Convocations is a map of that second deeper grief, one not of a specific parents but the grief behind that one, the mother-grief of all griefs. Hence, of course, its mystic title; these are not the memories of a lost mother as before but instead the mystic incantations of the seer attempting to make peace with death itself as a universal process, attempts to seek reason in the profundity of the perpetual fountain of pain which so mysteriously also seems to be the progenitor of progress and creation. The attempt to see death not as the opposite of life but the opposite of birth. Fitting, then, that each cycle has ten movements, that perfect frozen number, save the final one, terminating at 9, incomplete. This perfect acceptance, the grace of Christ and the Buddha, slips out of reach right at the end; the mystic arrives at da’ath but in the darkness of the void cannot make it through to the bright light of the Godhead and instead falls back to earth.

Musically, Convocations is a serene and thoughtful development on the Sufjan that began to emerge through projects such as The BQE, Planetarium, Aporia and The Decalogue. The arthouse electronic tendencies present from his earliest work up until last year’s The Ascension appears but abstracted here away from the gurgling accompaniment of vocal song into the bright and imagistic contemporary classical work that has been such a strong opposing narrative thread in his aesthetic development. This is not the Sufjan of his indie pop days; while any given suite can make a kind of emotional sense on its own, nary a movement within them would be coherent on an emotional level taken outside of their wholes, still leaving 30-minute oceans to contend with.
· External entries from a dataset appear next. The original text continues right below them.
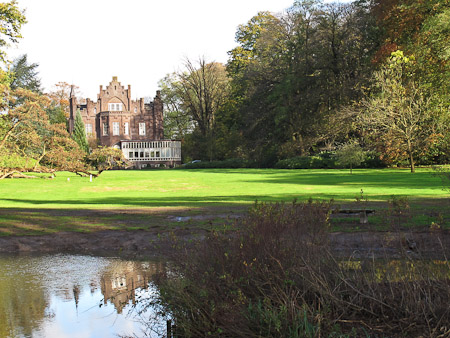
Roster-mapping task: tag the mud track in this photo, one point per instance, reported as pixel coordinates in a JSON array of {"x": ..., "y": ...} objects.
[{"x": 142, "y": 243}]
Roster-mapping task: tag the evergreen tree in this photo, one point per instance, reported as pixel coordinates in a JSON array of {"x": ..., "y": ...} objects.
[{"x": 79, "y": 133}]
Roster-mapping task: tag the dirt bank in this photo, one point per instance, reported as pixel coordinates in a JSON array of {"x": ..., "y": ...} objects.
[{"x": 154, "y": 243}]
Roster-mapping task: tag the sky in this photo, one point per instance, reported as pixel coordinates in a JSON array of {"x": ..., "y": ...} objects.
[{"x": 87, "y": 42}]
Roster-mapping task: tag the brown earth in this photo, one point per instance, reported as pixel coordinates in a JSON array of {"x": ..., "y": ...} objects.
[
  {"x": 142, "y": 243},
  {"x": 157, "y": 227}
]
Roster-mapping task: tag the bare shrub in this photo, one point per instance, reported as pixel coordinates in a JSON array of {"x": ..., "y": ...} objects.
[{"x": 276, "y": 277}]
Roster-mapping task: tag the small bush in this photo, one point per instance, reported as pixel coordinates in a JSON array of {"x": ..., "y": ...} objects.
[{"x": 276, "y": 277}]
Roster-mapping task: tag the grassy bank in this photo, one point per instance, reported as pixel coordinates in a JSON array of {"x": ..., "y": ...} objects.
[{"x": 70, "y": 202}]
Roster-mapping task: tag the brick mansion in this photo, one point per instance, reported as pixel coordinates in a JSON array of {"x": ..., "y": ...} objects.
[{"x": 135, "y": 127}]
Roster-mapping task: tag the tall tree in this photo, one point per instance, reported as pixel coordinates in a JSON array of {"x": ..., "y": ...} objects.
[
  {"x": 177, "y": 121},
  {"x": 203, "y": 89},
  {"x": 79, "y": 133},
  {"x": 398, "y": 114},
  {"x": 11, "y": 21},
  {"x": 25, "y": 75}
]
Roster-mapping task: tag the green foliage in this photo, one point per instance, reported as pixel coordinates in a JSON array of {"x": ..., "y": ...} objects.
[
  {"x": 321, "y": 161},
  {"x": 16, "y": 161},
  {"x": 225, "y": 164},
  {"x": 398, "y": 115},
  {"x": 79, "y": 133},
  {"x": 56, "y": 114},
  {"x": 11, "y": 21},
  {"x": 25, "y": 75}
]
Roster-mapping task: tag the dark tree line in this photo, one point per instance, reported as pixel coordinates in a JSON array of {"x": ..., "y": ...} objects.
[{"x": 301, "y": 83}]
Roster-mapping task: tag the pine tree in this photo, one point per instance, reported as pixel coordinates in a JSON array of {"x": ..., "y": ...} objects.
[{"x": 79, "y": 133}]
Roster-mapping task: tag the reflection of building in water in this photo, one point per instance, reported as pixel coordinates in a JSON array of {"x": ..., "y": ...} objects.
[{"x": 120, "y": 281}]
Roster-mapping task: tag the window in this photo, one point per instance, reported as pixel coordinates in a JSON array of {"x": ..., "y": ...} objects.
[
  {"x": 105, "y": 129},
  {"x": 88, "y": 129},
  {"x": 142, "y": 128},
  {"x": 115, "y": 106},
  {"x": 116, "y": 129}
]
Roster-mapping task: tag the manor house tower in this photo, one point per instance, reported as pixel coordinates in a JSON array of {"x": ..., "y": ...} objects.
[{"x": 135, "y": 127}]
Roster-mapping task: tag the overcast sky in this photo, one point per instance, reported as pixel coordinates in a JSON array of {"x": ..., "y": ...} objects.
[{"x": 87, "y": 42}]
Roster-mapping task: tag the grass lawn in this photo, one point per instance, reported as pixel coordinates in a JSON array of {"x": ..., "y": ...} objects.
[{"x": 116, "y": 199}]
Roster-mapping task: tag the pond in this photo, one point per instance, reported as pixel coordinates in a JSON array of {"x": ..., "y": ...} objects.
[{"x": 74, "y": 296}]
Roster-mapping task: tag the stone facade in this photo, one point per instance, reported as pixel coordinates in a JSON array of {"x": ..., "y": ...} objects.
[{"x": 115, "y": 120}]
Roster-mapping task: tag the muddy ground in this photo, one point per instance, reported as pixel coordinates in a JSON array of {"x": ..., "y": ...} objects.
[
  {"x": 151, "y": 240},
  {"x": 143, "y": 243}
]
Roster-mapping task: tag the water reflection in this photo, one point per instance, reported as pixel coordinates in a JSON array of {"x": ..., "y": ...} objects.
[{"x": 71, "y": 296}]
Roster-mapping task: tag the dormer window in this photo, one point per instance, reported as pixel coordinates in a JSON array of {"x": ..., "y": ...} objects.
[{"x": 115, "y": 106}]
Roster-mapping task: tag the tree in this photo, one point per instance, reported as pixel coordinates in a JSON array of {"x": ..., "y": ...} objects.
[
  {"x": 79, "y": 133},
  {"x": 60, "y": 95},
  {"x": 203, "y": 88},
  {"x": 398, "y": 113},
  {"x": 106, "y": 158},
  {"x": 28, "y": 142},
  {"x": 350, "y": 154},
  {"x": 25, "y": 75},
  {"x": 11, "y": 21},
  {"x": 177, "y": 121}
]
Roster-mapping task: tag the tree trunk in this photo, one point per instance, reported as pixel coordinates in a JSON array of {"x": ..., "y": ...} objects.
[{"x": 411, "y": 159}]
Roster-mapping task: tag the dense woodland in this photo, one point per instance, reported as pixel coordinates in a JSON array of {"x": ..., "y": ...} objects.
[
  {"x": 317, "y": 86},
  {"x": 305, "y": 84},
  {"x": 33, "y": 125}
]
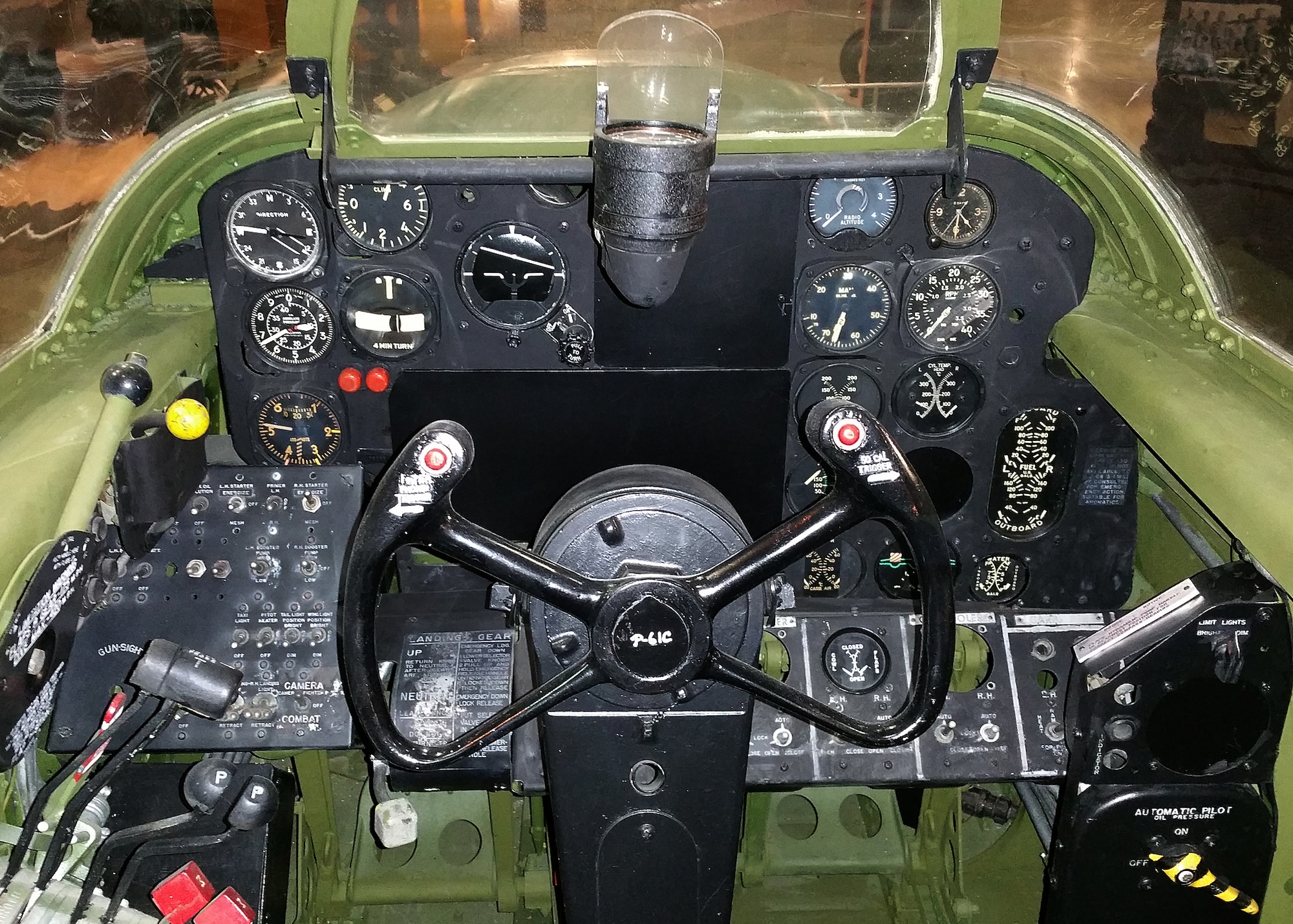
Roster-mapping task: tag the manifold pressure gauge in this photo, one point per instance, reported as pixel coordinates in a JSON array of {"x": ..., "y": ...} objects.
[
  {"x": 297, "y": 427},
  {"x": 290, "y": 327},
  {"x": 273, "y": 233},
  {"x": 845, "y": 308},
  {"x": 961, "y": 220},
  {"x": 383, "y": 217}
]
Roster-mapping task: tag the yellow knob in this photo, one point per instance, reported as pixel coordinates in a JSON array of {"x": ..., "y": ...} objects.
[{"x": 188, "y": 418}]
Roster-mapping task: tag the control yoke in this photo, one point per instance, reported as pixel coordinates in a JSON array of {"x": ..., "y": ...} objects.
[{"x": 872, "y": 480}]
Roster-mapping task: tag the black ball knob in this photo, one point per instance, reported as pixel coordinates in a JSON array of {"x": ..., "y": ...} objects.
[
  {"x": 257, "y": 804},
  {"x": 208, "y": 782}
]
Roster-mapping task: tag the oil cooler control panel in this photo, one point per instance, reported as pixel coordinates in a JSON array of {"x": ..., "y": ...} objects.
[{"x": 250, "y": 574}]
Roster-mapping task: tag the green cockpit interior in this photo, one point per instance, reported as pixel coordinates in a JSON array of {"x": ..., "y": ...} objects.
[{"x": 736, "y": 462}]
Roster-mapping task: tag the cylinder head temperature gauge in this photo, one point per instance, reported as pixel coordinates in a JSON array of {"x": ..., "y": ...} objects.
[{"x": 845, "y": 308}]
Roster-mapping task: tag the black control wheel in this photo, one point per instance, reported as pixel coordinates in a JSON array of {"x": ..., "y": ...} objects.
[{"x": 872, "y": 480}]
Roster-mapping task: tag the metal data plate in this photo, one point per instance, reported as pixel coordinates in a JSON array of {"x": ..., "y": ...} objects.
[
  {"x": 250, "y": 575},
  {"x": 1012, "y": 726}
]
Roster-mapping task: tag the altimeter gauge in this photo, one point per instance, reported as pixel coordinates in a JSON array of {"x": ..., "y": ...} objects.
[
  {"x": 383, "y": 217},
  {"x": 290, "y": 327},
  {"x": 866, "y": 205},
  {"x": 845, "y": 308},
  {"x": 297, "y": 427},
  {"x": 952, "y": 307},
  {"x": 273, "y": 233},
  {"x": 963, "y": 219},
  {"x": 938, "y": 396},
  {"x": 855, "y": 660}
]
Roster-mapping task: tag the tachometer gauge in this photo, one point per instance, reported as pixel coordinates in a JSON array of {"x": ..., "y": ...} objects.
[
  {"x": 845, "y": 308},
  {"x": 866, "y": 206},
  {"x": 297, "y": 427},
  {"x": 273, "y": 233},
  {"x": 952, "y": 307},
  {"x": 937, "y": 396},
  {"x": 383, "y": 217},
  {"x": 961, "y": 220},
  {"x": 855, "y": 660},
  {"x": 389, "y": 315},
  {"x": 511, "y": 276},
  {"x": 290, "y": 327}
]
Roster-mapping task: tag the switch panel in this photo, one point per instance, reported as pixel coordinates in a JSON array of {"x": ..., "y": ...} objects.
[
  {"x": 1003, "y": 720},
  {"x": 249, "y": 574}
]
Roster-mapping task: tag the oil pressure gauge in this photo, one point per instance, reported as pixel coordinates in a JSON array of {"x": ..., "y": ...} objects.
[{"x": 855, "y": 660}]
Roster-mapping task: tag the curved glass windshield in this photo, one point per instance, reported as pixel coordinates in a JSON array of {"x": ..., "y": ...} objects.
[{"x": 523, "y": 69}]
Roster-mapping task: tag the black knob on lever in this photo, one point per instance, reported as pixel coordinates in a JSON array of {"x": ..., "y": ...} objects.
[{"x": 255, "y": 806}]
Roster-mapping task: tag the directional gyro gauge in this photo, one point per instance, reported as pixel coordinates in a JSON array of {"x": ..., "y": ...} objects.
[
  {"x": 383, "y": 217},
  {"x": 845, "y": 308},
  {"x": 952, "y": 307},
  {"x": 290, "y": 327},
  {"x": 961, "y": 220},
  {"x": 867, "y": 206},
  {"x": 273, "y": 233},
  {"x": 938, "y": 396},
  {"x": 297, "y": 427},
  {"x": 855, "y": 660},
  {"x": 511, "y": 276},
  {"x": 389, "y": 315}
]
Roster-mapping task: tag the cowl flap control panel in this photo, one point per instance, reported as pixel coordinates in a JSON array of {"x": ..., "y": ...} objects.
[{"x": 250, "y": 574}]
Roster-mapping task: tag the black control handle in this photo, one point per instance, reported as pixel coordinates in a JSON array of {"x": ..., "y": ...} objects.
[{"x": 413, "y": 504}]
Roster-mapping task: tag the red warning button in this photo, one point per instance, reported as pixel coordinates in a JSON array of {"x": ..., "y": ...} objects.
[
  {"x": 848, "y": 434},
  {"x": 435, "y": 460},
  {"x": 228, "y": 907},
  {"x": 184, "y": 893}
]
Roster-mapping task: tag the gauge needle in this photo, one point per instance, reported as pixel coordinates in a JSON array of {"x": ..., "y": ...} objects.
[
  {"x": 517, "y": 257},
  {"x": 939, "y": 321},
  {"x": 840, "y": 327}
]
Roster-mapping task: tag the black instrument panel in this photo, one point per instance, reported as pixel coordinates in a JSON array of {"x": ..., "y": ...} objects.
[{"x": 932, "y": 312}]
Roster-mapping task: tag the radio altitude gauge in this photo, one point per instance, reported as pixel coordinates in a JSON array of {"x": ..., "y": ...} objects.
[
  {"x": 866, "y": 206},
  {"x": 290, "y": 327},
  {"x": 297, "y": 427},
  {"x": 383, "y": 217},
  {"x": 961, "y": 220},
  {"x": 952, "y": 306},
  {"x": 845, "y": 308},
  {"x": 273, "y": 233},
  {"x": 511, "y": 276}
]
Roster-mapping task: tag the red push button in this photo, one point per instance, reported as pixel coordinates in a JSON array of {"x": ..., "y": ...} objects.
[
  {"x": 848, "y": 434},
  {"x": 378, "y": 380},
  {"x": 435, "y": 460},
  {"x": 228, "y": 907},
  {"x": 350, "y": 380},
  {"x": 183, "y": 894}
]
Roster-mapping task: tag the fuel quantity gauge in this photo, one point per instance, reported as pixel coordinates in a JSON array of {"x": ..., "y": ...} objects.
[{"x": 845, "y": 308}]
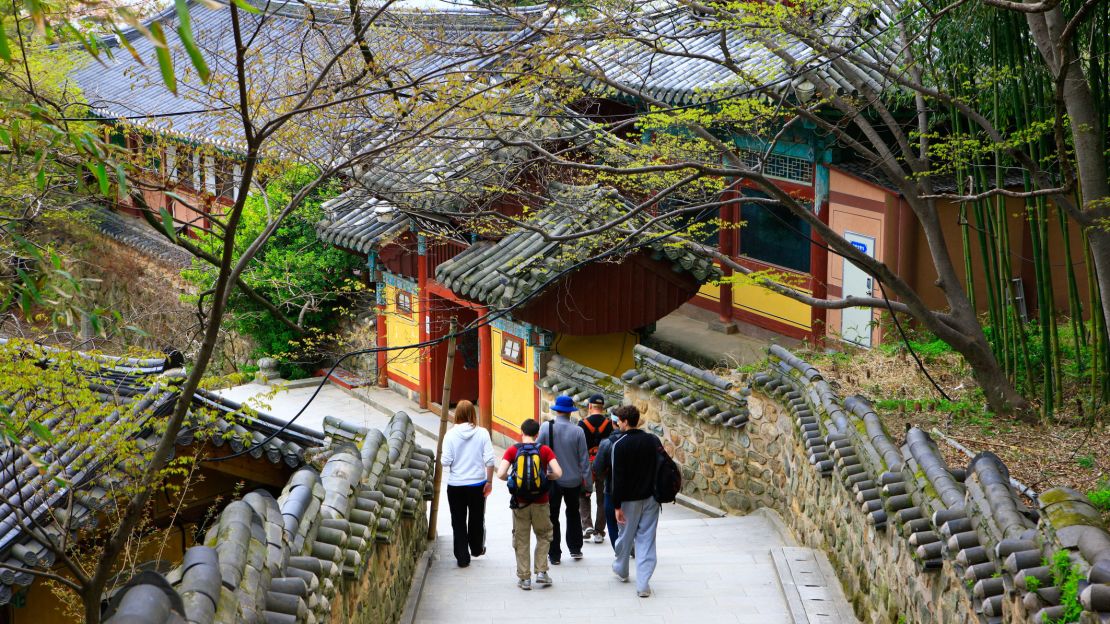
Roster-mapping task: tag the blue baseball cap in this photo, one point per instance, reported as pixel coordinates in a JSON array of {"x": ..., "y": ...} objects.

But his ear toward what constitutes moving and compelling music in this format belies that ambient is only one of the pieces in the pie.

While ambient and new age music certainly contribute greatly to his sense of emotionally-directed soundscaping especially in the longform, elements of kosmische and contemporary classical offer compelling swirls and proggy flourish within those soundscapes. Textures build and develop over the span of several minutes, rarely locking into a lengthy groove but instead feeling almost painterly, like the tone poems and sound-portraits of the Romantic era. It’s from this richness that my hypothetical image-tale can be drawn, mapping sounds to imagistic origins and seeing their interrelation as conflicts, journeys, reunions and departures. This is not static music. Despite its length, Convocations is a developed and moving, shifting portrait of the fullness of grief. Its elliptical structure is not aimlessness but crenelated detail, all of which still amounts to a final slipping away of the completed grace of acceptance. As a meditation on loss, be it of parents or of broader universal/personal death, its a profound and holy canticle.